As shown in FIG. 1, a flow path 17 for transporting the treated blood from which the erythrocytes are at least partially removed from the erythrocyte remover 11 to the mononuclear cell collector 15 is provided between the erythrocyte remover 11 and the mononuclear cell collector 15. A fluid machine 18 such as a pump for moving the fluid in the flow path 17 is provided in the flow path 17. A valve other than the fluid machine may not be provided in the flow path 17. The flow path 17 may have a structure in which the inside can be closed from the outside air. The closed space including the inside of the flow path 17 may have a configuration in which gases, viruses, microorganisms, impurities and the like are not exchanged with the outside. The flow path 17 may be embedded and enclosed in a non-gas-permeable substance. At least a part of the flow path 17 may be provided on a member such as a plate. At least a part of the flow path 17 may be formed by carving into a member. At least a part of the flow path 17 may be carved into a member and formed by superimposing recesses.

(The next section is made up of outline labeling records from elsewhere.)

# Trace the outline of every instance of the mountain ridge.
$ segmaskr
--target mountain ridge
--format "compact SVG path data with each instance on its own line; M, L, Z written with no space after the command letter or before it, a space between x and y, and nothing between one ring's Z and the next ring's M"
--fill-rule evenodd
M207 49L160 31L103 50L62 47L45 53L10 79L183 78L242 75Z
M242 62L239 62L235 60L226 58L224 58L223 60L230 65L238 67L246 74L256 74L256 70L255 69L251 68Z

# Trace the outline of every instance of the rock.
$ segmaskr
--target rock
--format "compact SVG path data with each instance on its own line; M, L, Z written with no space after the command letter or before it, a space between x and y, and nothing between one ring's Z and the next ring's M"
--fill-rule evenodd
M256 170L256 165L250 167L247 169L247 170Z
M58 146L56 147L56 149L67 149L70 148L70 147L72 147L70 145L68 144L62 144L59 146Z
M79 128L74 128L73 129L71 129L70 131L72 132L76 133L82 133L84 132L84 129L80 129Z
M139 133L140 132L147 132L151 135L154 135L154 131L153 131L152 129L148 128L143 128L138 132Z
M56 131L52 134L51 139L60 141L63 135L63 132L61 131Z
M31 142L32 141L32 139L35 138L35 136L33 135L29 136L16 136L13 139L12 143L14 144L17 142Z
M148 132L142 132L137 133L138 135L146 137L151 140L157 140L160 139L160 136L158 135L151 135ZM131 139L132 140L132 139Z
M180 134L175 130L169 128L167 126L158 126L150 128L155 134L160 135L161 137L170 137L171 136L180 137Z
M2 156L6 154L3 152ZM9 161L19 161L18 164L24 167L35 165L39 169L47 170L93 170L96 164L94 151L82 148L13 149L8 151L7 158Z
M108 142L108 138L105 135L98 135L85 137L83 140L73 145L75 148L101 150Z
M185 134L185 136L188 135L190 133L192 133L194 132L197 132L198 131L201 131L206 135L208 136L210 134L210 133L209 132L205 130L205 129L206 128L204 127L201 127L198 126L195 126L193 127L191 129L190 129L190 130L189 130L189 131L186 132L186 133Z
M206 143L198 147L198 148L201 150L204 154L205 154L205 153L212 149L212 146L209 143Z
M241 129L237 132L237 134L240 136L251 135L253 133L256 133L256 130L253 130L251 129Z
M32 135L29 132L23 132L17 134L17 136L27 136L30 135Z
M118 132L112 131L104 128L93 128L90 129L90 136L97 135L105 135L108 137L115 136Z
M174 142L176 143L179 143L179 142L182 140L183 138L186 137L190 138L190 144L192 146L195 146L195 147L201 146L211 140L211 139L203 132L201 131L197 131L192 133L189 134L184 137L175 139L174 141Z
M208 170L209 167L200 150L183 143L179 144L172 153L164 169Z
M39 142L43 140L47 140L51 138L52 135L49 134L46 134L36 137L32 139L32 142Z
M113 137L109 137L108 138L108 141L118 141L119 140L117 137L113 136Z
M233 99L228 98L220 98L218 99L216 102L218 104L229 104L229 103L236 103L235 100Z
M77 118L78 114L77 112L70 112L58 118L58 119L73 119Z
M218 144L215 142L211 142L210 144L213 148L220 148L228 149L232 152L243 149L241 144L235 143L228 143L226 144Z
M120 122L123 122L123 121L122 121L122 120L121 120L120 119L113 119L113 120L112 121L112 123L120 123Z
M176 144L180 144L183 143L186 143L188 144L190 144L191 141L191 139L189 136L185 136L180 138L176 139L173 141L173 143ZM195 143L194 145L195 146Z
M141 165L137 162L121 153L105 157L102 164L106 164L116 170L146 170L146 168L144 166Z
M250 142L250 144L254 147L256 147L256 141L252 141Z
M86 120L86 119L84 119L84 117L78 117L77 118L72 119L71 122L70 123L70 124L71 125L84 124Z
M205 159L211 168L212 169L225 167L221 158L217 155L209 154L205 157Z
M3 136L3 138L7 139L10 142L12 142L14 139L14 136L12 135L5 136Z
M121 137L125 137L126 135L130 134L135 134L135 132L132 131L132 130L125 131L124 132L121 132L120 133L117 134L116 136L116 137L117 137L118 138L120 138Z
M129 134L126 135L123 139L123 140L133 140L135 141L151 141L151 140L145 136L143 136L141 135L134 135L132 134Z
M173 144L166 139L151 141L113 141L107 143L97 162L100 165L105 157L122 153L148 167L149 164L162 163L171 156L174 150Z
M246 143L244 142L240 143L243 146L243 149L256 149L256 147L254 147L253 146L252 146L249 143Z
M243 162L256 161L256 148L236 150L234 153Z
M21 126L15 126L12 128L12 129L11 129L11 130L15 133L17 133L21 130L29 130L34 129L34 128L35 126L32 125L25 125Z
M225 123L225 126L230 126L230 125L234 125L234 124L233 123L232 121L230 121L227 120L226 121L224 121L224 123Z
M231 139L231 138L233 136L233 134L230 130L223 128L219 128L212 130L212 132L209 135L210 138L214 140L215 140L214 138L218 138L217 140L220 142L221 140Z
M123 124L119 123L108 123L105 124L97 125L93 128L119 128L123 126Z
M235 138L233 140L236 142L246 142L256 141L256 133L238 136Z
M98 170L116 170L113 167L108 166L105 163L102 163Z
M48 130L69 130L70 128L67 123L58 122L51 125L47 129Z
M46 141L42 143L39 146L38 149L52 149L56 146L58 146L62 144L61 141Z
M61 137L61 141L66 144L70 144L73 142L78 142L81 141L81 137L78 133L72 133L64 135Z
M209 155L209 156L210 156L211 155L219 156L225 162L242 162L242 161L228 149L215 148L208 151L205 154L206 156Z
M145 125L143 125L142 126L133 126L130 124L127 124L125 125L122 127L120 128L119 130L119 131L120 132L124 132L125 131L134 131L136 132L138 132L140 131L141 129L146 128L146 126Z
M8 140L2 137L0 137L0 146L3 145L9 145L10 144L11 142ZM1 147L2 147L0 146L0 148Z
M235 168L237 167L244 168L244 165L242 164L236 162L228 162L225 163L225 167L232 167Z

The fluid machine 18 aspirates the treated blood from which the erythrocytes are at least partially removed in the erythrocyte remover 11 through the flow path 17, and supplies the aspirated treated blood from which the erythrocytes are at least partially removed into the mononuclear cell collector 15. In the case where the erythrocytes are precipitated in the erythrocyte remover 11, the supernatant in the erythrocyte remover 11 is transported to the mononuclear cell collector 15 as the treated blood from which the erythrocytes are at least partially removed.

The fluid machine 18 may include a pump head and a drive unit that drives the pump head. The flow path 17 may be provided on a substrate, the pump head of the fluid machine 18 may be in contact with the flow path 17, and the drive unit of the fluid machine 18 may be removable from the substrate.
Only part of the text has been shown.